Agenore Fabbri è l’artista dell’allarme, dell’ansia, del disincanto feroce. La sua misura intima e dirompente mostra la sua anima fortemente espressionista, il carattere anche noir e a tratti grottesco sarà per oltre un decennio il suo tratto distintivo e i motivi profondi del suo operare. Il suo talento straordinario come pochi gli permetteva di arrivare dritto al soggetto circondare da ogni lato e mirare direttamente al cuore.

Agenore Fabbri, Omaggio a Lucio Fontana, 1968, scultura in bronzo 160 x 50 x 35, Galleria Mag di Padova
Nell’osservazione delle sue opere l’esperienza sensoriale e plastica mostra la capacità immediata di Fabbri d’intervento e dialettica con la materia. L’intensità e l’energia racchiusa nel bronzo e metallo sono frutto della sua immensa devozione alla materia ma anche della rabbia, timore, del coraggio della denuncia e dello scacco alla bellezza. Agenore Fabbri amava la vita ma a volte in contrasto con la realtà e gli uomini, riversava i suoi sentimenti attraverso le fratture delle sue sculture forti, piegate ed espressive.
In tal senso è possibile attribuire al suo lavoro una componente sempre riconducibile ad una problematica storica, sociale. Creatore di figure e forme capaci di inghiottire i più diversi turbamenti e mutare per rivelarsi sempre volontà umana. Solchi strappi ed increspature come intimità del nostro essere.
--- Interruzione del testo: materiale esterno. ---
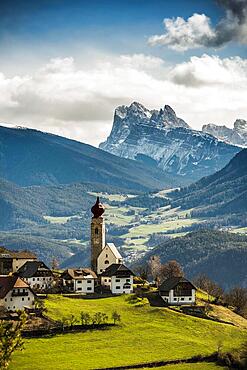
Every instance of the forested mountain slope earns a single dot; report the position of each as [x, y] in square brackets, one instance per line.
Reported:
[30, 157]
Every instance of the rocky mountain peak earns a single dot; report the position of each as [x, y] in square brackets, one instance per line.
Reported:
[161, 139]
[240, 125]
[236, 135]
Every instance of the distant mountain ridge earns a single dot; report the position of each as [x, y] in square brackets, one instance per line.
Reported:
[31, 157]
[164, 140]
[236, 136]
[224, 192]
[220, 255]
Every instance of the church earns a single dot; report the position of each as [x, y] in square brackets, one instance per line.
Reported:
[106, 261]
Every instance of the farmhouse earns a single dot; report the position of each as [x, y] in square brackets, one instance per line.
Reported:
[178, 291]
[15, 294]
[37, 275]
[79, 280]
[107, 257]
[11, 261]
[118, 278]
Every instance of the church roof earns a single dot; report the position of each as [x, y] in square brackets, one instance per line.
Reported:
[6, 253]
[8, 283]
[80, 273]
[98, 209]
[114, 250]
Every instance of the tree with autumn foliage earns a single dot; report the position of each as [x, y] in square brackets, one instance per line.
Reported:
[10, 339]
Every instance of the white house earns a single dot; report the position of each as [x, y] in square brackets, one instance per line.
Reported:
[11, 261]
[178, 291]
[118, 278]
[108, 256]
[37, 275]
[79, 280]
[15, 294]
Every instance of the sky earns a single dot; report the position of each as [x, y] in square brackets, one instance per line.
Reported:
[66, 65]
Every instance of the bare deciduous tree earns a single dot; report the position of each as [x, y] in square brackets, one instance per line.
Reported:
[155, 268]
[171, 269]
[10, 339]
[203, 282]
[237, 297]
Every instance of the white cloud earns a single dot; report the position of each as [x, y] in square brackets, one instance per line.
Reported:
[182, 35]
[197, 31]
[79, 101]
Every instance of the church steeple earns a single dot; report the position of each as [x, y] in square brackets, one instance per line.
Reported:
[97, 233]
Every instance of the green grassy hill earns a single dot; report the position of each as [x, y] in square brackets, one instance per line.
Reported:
[145, 334]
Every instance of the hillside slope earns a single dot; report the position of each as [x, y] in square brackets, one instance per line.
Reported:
[30, 157]
[224, 192]
[220, 255]
[173, 335]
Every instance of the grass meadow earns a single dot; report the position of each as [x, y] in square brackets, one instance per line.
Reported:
[145, 334]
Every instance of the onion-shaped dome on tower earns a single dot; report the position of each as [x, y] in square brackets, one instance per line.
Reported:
[98, 209]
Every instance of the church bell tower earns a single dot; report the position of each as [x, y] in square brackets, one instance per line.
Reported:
[97, 233]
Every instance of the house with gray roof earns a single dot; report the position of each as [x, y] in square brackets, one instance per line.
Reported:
[37, 275]
[118, 278]
[178, 291]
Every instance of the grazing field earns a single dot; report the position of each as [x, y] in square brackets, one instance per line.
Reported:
[59, 220]
[145, 334]
[149, 229]
[198, 366]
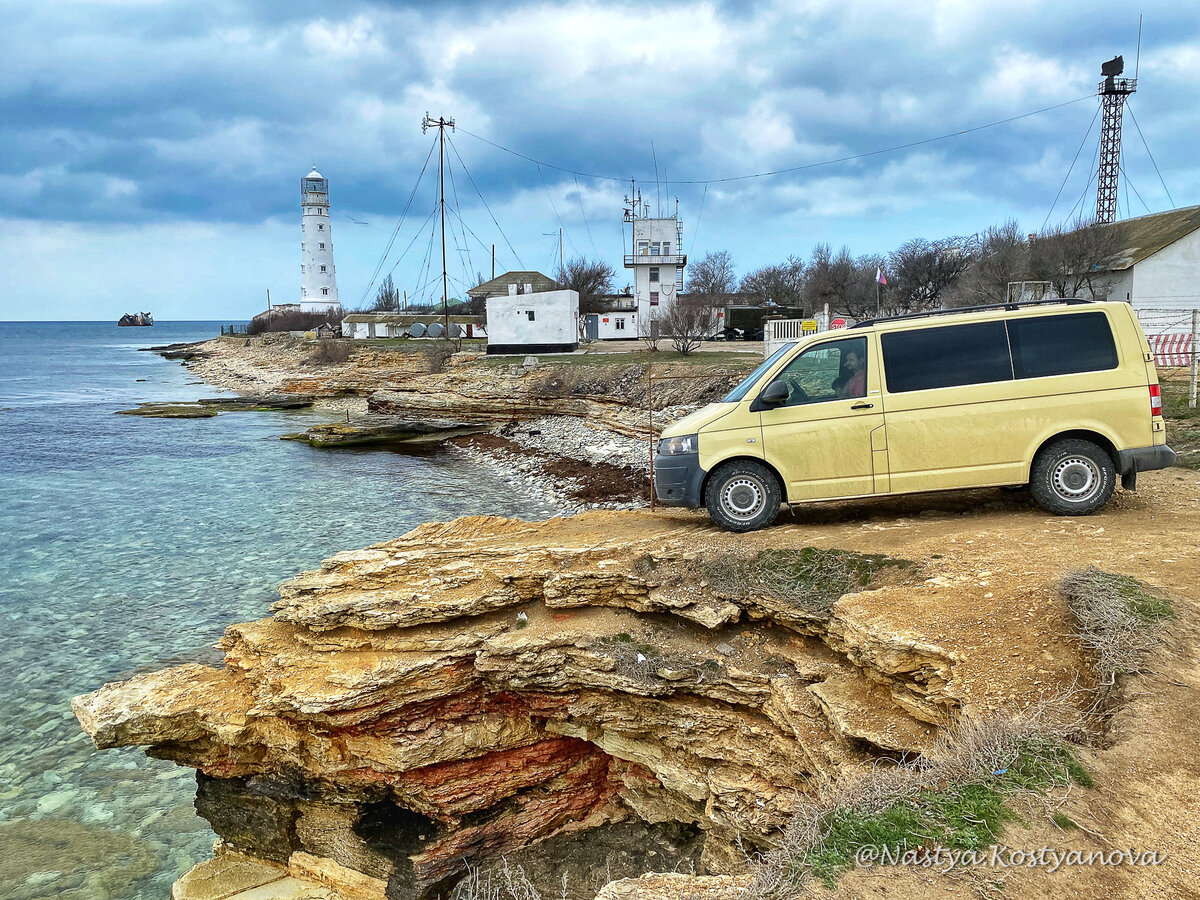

“Avevo 12 anni e per andare a scuola dovevo fare 6 km a piedi, mentre Giovanni e Francesco andavano in calesse e quando pioveva erano anche riparati. Ne chiesi spiegazione al mio babbo e risposi che non lo accettavo perché mi pareva ingiusto e assurdo, sicché il babbo concluse: ” E bravo, per fare il rivoluzionario mi sembri un po piccino, però prometti bene!” Non ricordo i nomi di nessuno, ma di Giovanni e Francesco sempre”.